Lorsque  le consentement est retiré, le responsable de traitement est tenu de supprimer les données collectées sur ce fondement si aucune autre base légale ne justifie leur conservation.

LA NECESSITE DE CONSERVER UNE PREUVE DU CONSENTEMENT

Dans les cas où le traitement repose sur le consentement, le responsable de traitement doit être en mesure de démontrer que la personne concernée a donné son consentement au traitement de données à caractère personnel la concernant[v].
La conformité à cette obligation peut s’avérer compliquée en pratique dans la mesure où le texte ne précise pas comment cette preuve peut être rapportée. Il paraît donc essentiel pour les professionnels de s’équiper d’un outil assurant la conservation et la traçabilité des éléments suivants :

  • le contenu et la date du consentement ;
  • le moyen utilisé pour donner le consentement ;
  • l’information communiquée au moment du consentement ;
  • la date d’un éventuel retrait du consentement.

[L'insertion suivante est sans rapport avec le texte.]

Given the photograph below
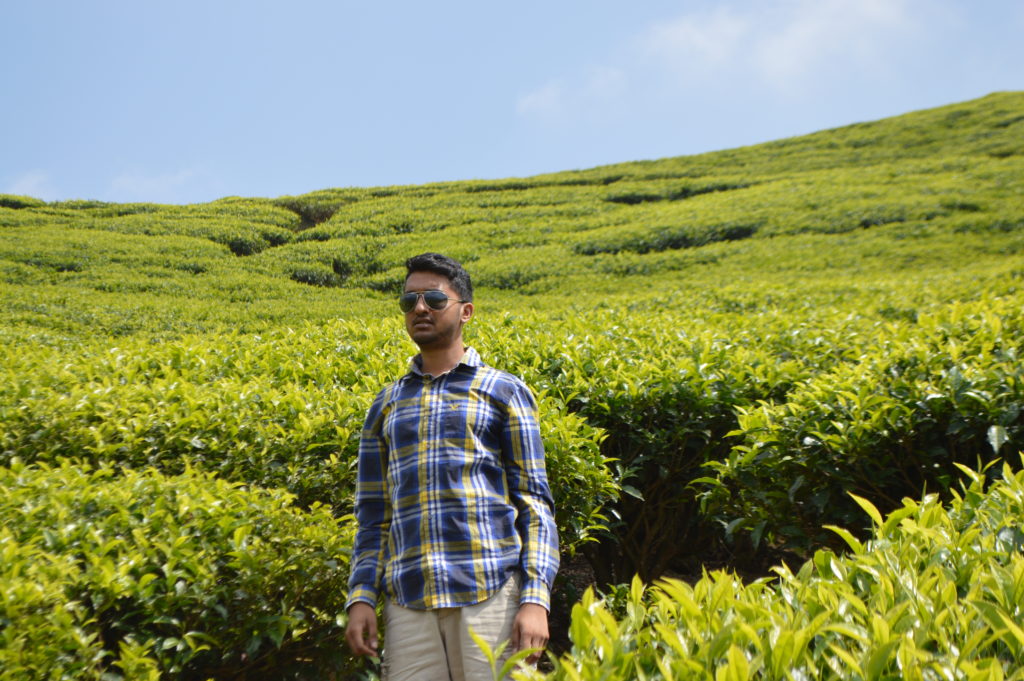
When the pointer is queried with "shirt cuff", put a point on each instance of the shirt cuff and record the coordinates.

Sur ce point, la Cnil a indiqué, en mars 2017, que « l’horodatage informatique de la manifestation de la volonté (par un clic ou un acte de navigation) et la mise en place d’une procédure de recueil du consentement, dûment documentée, doit pouvoir être considéré comme un moyen valable d’établir la preuve du consentement »[vi].
Enfin, la preuve du consentement doit être conservée tant que le traitement pour lequel le consentement a été recueilli perdure. La preuve doit ensuite être conservée pendant la durée de prescription légale soit la période pendant laquelle la responsabilité pénale ou civile du responsable de traitement est susceptible d’être engagée[vii].

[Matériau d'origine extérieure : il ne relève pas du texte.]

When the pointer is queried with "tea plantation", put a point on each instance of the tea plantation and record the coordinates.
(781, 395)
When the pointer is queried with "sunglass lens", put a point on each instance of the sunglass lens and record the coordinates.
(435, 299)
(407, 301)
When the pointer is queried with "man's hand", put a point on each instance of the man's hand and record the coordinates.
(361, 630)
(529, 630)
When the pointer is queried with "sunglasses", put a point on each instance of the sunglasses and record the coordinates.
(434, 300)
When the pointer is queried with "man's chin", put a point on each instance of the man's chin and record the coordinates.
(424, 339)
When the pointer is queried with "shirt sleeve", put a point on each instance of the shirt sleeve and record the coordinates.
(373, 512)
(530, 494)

QUID DU CONSENTEMENT RECUEILLI AVANT LE RGPD ?

Lorsque le traitement, déjà en cours à la date d’application du RGPD, est fondé sur le consentement, il n’est pas nécessaire que la personne concernée donne à nouveau son consentement si la manière dont il a été donné est conforme aux dispositions du RGPD[viii] et notamment celles relatives à son obtention et à la conservation de la preuve.

 

Schéma: Les données et le consentement

Traitement des données: recueillir le consentement


[i] Règlement (UE) 2016/679 du 27 avril 2016 relatif à la protection des personnes physiques à l’égard du traitement des données à caractère personnel et à la libre circulation de ces données, et abrogeant la directive 95/46/CE, art. 6.
[ii] Règlement (UE) 2016/679 du 27 avril 2016 relatif à la protection des personnes physiques à l’égard du traitement des données à caractère personnel et à la libre circulation de ces données, et abrogeant la directive 95/46/CE, art. 4.
[iii] Cnil, La prospection commerciale par courrier électronique, 28 décembre 2018 : https://www.cnil.fr/fr/la-prospection-commerciale-par-courrier-electronique.
[iv] Règlement (UE) 2016/679 du 27 avril 2016 relatif à la protection des personnes physiques à l’égard du traitement des données à caractère personnel et à la libre circulation de ces données, et abrogeant la directive 95/46/CE, art. 7.
[v] Règlement (UE) 2016/679 du 27 avril 2016 relatif à la protection des personnes physiques à l’égard du traitement des données à caractère personnel et à la libre circulation de ces données, et abrogeant la directive 95/46/CE, art. 7.
[vi] Commission nationale de l’informatique et des libertés, Consultation publique sur le règlement européen, mars 2017 : https://www.cnil.fr/sites/default/files/atoms/files/syntheseglobale_consultation-2.pdf.
[vii] Groupe de travail « Article G29 », Lignes directrices sur le consentement au sens du règlement 2016/679, 10 avril 2018 : https://www.cnil.fr/sites/default/files/atoms/files/ldconsentement_wp259_rev_0.1_fr.pdf.
[viii] Règlement (UE) 2016/679 du 27 avril 2016 relatif à la protection des personnes physiques à l’égard du traitement des données à caractère personnel et à la libre circulation de ces données, et abrogeant la directive 95/46/CE, considérant 171.